Les observateurs notent que l’arrivée de choristes étrangers stimule l’exigence artistique locale sans nourrir de rivalité stérile. « Nous voulons franchir le cap d’une saine émulation, où chaque ensemble repart enrichi des singularités de l’autre », explique un membre du comité d’organisation. Ce dialogue vocal, pensé comme soft power, épouse la diplomatie de bon voisinage prônée par les cadres chargés de la coopération culturelle.
Entre passion et professionnalisation, les chœurs dessinent l’avenir
À l’heure où les industries créatives deviennent un pilier de croissance inclusive, le concours des chorales démontre qu’une pratique ancrée dans la spiritualité peut aussi générer des valeurs économiques et sociales. Les jeunes diplômés y voient une possibilité d’entrepreneuriat culturel, qu’il s’agisse de fonder un studio d’enregistrement ou de créer des ateliers d’initiation pour enfants. Le ministère en charge des Arts et des Loisirs multiplie les appels à projets, encourageant les porteurs d’initiatives à structurer leurs associations en micro-entreprises.

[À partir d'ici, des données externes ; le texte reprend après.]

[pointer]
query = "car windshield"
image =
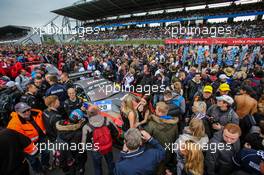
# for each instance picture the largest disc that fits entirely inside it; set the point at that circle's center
(101, 91)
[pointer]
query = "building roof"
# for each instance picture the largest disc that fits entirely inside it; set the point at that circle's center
(98, 9)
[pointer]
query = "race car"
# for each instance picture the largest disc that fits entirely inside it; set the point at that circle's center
(102, 93)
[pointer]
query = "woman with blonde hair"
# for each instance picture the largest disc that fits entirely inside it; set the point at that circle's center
(195, 132)
(193, 159)
(51, 115)
(128, 113)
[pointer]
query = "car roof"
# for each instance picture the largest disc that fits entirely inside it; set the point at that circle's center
(87, 83)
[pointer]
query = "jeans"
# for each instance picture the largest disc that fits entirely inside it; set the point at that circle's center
(97, 162)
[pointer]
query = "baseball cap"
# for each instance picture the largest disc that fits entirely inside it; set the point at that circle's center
(76, 115)
(226, 98)
(223, 76)
(22, 107)
(208, 88)
(260, 153)
(11, 84)
(246, 88)
(224, 87)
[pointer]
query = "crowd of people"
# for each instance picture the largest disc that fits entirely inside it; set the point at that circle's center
(233, 8)
(205, 117)
(240, 29)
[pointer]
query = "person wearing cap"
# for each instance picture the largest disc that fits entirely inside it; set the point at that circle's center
(206, 96)
(22, 79)
(194, 85)
(218, 158)
(245, 104)
(97, 122)
(73, 102)
(30, 97)
(249, 161)
(28, 122)
(223, 89)
(8, 98)
(56, 89)
(70, 132)
(222, 113)
(223, 78)
(12, 156)
(51, 115)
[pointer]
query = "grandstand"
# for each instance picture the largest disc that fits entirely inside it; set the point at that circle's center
(130, 19)
(18, 34)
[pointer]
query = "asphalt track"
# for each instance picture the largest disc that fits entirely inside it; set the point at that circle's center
(89, 170)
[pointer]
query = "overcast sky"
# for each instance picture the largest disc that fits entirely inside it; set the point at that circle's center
(32, 13)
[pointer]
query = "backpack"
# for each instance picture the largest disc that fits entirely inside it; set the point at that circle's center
(102, 137)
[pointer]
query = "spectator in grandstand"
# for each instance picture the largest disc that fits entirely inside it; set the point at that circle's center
(69, 131)
(73, 102)
(128, 113)
(193, 159)
(206, 96)
(193, 86)
(8, 98)
(100, 131)
(195, 133)
(12, 145)
(222, 113)
(249, 161)
(66, 81)
(245, 104)
(138, 158)
(29, 122)
(22, 79)
(223, 89)
(255, 139)
(163, 127)
(30, 97)
(146, 77)
(56, 89)
(129, 79)
(51, 115)
(176, 104)
(226, 143)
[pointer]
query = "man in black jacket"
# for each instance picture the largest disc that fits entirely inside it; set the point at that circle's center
(30, 97)
(73, 102)
(222, 147)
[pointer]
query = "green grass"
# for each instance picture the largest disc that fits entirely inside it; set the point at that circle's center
(127, 42)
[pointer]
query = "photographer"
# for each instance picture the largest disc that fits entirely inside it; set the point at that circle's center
(137, 159)
(219, 161)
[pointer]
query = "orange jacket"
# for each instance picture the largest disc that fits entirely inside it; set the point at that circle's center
(26, 128)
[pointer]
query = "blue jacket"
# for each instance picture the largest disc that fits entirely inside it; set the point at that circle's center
(249, 160)
(141, 162)
(59, 90)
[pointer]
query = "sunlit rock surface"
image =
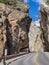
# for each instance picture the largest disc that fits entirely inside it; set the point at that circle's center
(44, 23)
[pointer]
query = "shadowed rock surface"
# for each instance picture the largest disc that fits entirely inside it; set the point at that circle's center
(14, 28)
(35, 42)
(44, 23)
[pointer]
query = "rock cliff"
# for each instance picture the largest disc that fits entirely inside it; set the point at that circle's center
(44, 23)
(35, 42)
(14, 28)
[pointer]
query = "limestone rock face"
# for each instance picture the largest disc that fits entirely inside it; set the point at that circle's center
(18, 30)
(44, 23)
(35, 42)
(2, 29)
(14, 28)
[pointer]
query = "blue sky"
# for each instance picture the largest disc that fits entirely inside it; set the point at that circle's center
(34, 10)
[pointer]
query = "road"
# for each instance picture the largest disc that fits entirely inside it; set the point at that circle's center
(30, 59)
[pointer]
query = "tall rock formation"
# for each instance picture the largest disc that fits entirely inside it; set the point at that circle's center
(2, 29)
(44, 23)
(14, 28)
(35, 42)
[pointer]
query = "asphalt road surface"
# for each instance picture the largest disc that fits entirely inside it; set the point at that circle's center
(30, 59)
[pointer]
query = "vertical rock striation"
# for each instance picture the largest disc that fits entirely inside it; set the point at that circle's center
(44, 23)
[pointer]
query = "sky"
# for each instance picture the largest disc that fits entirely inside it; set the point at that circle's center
(34, 10)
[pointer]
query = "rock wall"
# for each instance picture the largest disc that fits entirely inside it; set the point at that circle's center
(2, 30)
(44, 23)
(35, 42)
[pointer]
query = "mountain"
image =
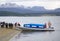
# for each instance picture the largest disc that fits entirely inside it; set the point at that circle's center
(12, 9)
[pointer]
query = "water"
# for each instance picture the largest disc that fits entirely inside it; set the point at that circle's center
(36, 36)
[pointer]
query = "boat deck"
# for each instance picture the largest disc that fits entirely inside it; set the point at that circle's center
(7, 34)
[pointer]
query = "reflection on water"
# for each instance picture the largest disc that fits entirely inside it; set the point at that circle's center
(37, 36)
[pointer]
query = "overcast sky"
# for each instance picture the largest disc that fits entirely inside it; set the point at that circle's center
(48, 4)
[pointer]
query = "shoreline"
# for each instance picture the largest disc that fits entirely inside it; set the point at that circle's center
(7, 34)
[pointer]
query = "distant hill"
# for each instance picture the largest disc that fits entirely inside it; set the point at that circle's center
(10, 9)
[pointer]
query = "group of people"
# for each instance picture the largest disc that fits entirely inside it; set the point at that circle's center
(47, 25)
(8, 25)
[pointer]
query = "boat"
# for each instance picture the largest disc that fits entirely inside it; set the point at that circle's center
(36, 27)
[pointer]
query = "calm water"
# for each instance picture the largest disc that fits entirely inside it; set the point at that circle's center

Le dernier accord-cadre signé entre la Fédération et une maison de production locale prévoit la réalisation d’un album compilation, dont les ventes en ligne financeront des masterclass. Ce modèle, basé sur la circulation des revenus numériques, illustre la mue d’un secteur longtemps dépendant des souscriptions paroissiales. Dans cette mouvance, l’édition 2025 du concours apparaît tant comme une conclusion de saison que comme un incubateur d’audaces.
Lorsque, le 12 juillet, retentiront les dernières notes de Chozeba ou de Zitissa, la scène s’éteindra sans clore le récit. Car chaque voix, une fois fusionnée dans le chœur, continue de raisonner au-delà des murs de l’I.F.C, portant avec elle l’espérance d’une jeunesse qui fait rimer talent, partage et ouverture. En cela, Brazzaville, capitale du chant le temps d’un long week-end, confirme que la polyphonie est bien plus qu’un art : une promesse collective.